Recently came across a really interesting talk by developers on the Tor project. The talk is about how different countries across the world have tried to block Tor. Go watch it. Most of the countries except for China really just buy a deep-packet-inspection (DPI) solution that’s sold by a handful of companies (mostly based in the US), and hope it blocks Tor (Tor pretends to be SSL and so you’ve to look for patterns to distinguish Tor from real SSL traffic).

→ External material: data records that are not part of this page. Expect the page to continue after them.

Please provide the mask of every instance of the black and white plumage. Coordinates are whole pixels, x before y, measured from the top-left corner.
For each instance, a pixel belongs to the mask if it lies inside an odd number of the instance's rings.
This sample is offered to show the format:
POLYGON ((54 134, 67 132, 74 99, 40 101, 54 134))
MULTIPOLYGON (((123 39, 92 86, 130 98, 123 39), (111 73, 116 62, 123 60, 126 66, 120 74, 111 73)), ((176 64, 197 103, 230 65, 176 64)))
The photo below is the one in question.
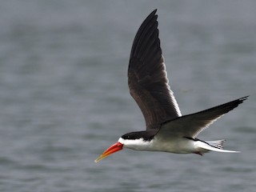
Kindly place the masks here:
POLYGON ((201 155, 209 151, 238 152, 223 150, 223 139, 206 142, 196 137, 217 119, 243 102, 248 96, 182 116, 168 85, 157 18, 155 10, 139 27, 132 46, 128 68, 130 92, 143 114, 146 130, 122 135, 95 162, 123 147, 201 155))

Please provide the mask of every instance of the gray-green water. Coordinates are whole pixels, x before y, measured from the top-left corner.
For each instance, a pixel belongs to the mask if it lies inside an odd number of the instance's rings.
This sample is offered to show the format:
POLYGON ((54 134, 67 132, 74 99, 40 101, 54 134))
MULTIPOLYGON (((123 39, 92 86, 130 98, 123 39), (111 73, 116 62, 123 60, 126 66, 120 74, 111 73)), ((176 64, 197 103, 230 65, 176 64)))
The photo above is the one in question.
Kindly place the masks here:
POLYGON ((254 191, 255 1, 2 1, 0 190, 254 191), (155 8, 183 114, 250 94, 199 135, 241 154, 124 150, 144 129, 126 70, 135 33, 155 8))

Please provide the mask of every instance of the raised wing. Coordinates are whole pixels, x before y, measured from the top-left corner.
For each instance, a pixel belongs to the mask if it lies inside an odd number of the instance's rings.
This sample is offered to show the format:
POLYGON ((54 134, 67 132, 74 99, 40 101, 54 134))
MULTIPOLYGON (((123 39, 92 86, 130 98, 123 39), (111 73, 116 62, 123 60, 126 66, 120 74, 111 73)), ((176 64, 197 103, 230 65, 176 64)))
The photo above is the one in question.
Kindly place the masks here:
POLYGON ((130 92, 144 115, 146 130, 159 129, 162 122, 182 116, 168 85, 156 11, 145 19, 137 32, 128 69, 130 92))
POLYGON ((217 119, 237 107, 248 96, 195 114, 165 122, 157 134, 161 138, 188 137, 194 138, 217 119))

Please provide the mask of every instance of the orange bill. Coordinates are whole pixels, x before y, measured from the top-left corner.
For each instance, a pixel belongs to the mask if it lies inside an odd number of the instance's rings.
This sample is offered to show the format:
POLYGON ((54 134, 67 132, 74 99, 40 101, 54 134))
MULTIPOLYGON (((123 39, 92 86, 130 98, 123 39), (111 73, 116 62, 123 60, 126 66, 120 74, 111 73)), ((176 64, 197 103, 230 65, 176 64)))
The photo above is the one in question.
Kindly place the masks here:
POLYGON ((105 150, 104 153, 101 156, 99 156, 98 158, 95 159, 94 162, 98 162, 102 158, 105 158, 107 156, 110 155, 111 154, 114 154, 118 150, 122 150, 122 146, 123 146, 123 144, 122 144, 121 142, 118 142, 114 143, 113 146, 111 146, 106 150, 105 150))

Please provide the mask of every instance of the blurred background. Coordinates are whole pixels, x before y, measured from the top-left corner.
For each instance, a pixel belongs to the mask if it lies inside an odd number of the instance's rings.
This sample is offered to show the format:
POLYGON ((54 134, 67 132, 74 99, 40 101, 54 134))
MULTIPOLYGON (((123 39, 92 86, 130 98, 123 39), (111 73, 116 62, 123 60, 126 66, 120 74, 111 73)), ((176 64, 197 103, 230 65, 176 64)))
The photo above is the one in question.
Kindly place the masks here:
POLYGON ((254 191, 256 2, 5 0, 0 3, 1 191, 254 191), (142 130, 129 94, 135 34, 158 9, 183 114, 250 94, 199 135, 241 154, 124 150, 142 130))

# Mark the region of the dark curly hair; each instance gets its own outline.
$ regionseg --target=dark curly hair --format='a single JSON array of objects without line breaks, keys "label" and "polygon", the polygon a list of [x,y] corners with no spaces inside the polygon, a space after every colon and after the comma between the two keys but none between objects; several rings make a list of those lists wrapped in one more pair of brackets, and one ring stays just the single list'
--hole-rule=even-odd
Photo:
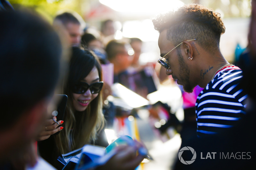
[{"label": "dark curly hair", "polygon": [[210,52],[219,48],[220,35],[225,32],[220,14],[199,4],[184,5],[175,11],[159,14],[152,22],[159,33],[167,29],[167,39],[175,45],[196,39]]}]

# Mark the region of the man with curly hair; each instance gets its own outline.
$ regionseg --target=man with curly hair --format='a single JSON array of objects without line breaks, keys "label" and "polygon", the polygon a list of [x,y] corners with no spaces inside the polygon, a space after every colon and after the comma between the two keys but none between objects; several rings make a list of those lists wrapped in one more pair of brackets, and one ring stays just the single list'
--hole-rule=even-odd
[{"label": "man with curly hair", "polygon": [[153,20],[160,34],[158,62],[184,91],[204,89],[196,104],[197,134],[224,131],[245,114],[247,94],[239,84],[239,68],[230,64],[220,49],[225,27],[220,14],[198,4],[184,5]]}]

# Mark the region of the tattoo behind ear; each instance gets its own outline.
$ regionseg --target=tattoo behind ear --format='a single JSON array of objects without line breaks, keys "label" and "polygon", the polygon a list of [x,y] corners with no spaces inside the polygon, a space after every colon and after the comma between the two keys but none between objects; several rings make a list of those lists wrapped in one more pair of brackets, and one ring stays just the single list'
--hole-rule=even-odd
[{"label": "tattoo behind ear", "polygon": [[206,73],[212,70],[212,69],[213,68],[213,66],[212,66],[212,67],[210,67],[210,66],[209,66],[209,69],[204,69],[204,71],[203,70],[203,69],[201,70],[201,71],[200,72],[200,78],[203,78],[203,79],[204,79],[204,75],[206,74]]},{"label": "tattoo behind ear", "polygon": [[194,47],[195,47],[195,48],[196,49],[196,51],[197,52],[197,54],[198,54],[198,55],[200,55],[200,53],[199,53],[199,52],[198,51],[198,50],[197,50],[197,49],[196,48],[196,45],[195,45],[195,43],[194,43],[194,42],[192,42],[192,43],[193,44],[193,45],[194,45]]}]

I dug a little deeper to learn how Tor works, and I’ve been running a Tor non-exit relay on one of my boxes just for fun (interestingly Akamai seems to run a bunch of exit relays!).
In Tor, you want the Onion Routers (OR) that form a circuit to only know about the previous hop and the next hop. They should never have a full picture of the entire circuit. That way if someone compromises one OR and records all traffic, they won’t be able to identify the end-user or the contents of the traffic with some exceptions.
- Exception 1 - if a compromised OR is the exit relay (i.e. last hop before exiting out of the Tor network), then the attacker can see the traffic (if the traffic is plaintext to begin with; if it’s HTTPS traffic then even the last hop cannot inspect it obviously). But they cannot identify the user’s IP address. But there’s a big caveat of course - the traffic itself shouldn’t contain any user-identifying information. This is why they encourage you to use HTTPS everywhere. Imagine logging into email with plain HTTP and your email id flying around in plain-text. It’s pointless to hide your IP address when you’ve let your email address go in plain text. You’re not anonymous anymore.
- Exception 2 - if a compromised OR is the entry relay (i.e. beginning of the circuit), then an attacker know who the user is but they don’t know the contents. This is because the traffic is encrypted several times by the end-user such that only at the last hop can it be fully decrypted to reveal the plaintext payload like peeling an onion (hence the name).
So Tor typically creates a 3 OR hop circuit, and you should be safe even if one Tor has been compromised, and the attacker wants to break your anonymity.
The Tor client (Onion Proxy) will pick a bunch of relays to create a circuit. There are several mechanisms to get the list of available relays (there’s a global directory list available via HTTP, there are unpublished bridge relays, and then there are secret relays which friends give to their friends only). In countries like Iran/China, they obviously block all IP addresses listed in the global directory list, and sometimes more. Watch the talk I mentioned above to learn more.
Coming back to how Tor works, relays are used to create a circuit, and a circuit will multiplex several TCP streams. Circuit is established in a serial fashion. Client talks to relay A, does a DH exchange, and so they’ve a secret session key that they’ll use for encryption. Client picks another relay B, and tells A to extend the circuit to B. Client does DH exchange with B via A acting as a relay (A cannot see the session key for B because DH provides that guarantee; similarly B does not know the identify of the client since it only sees A as the source of the traffic). So in the future, client would encrypt TCP stream with B’s session key followed by encryption with A’s session key. So when a packet arrives at A, it cannot see the original payload without knowing B’s session key. So original payload can be obtained only if you know all the session keys, or if you’re the exit relay and the payload is not itself encrypted.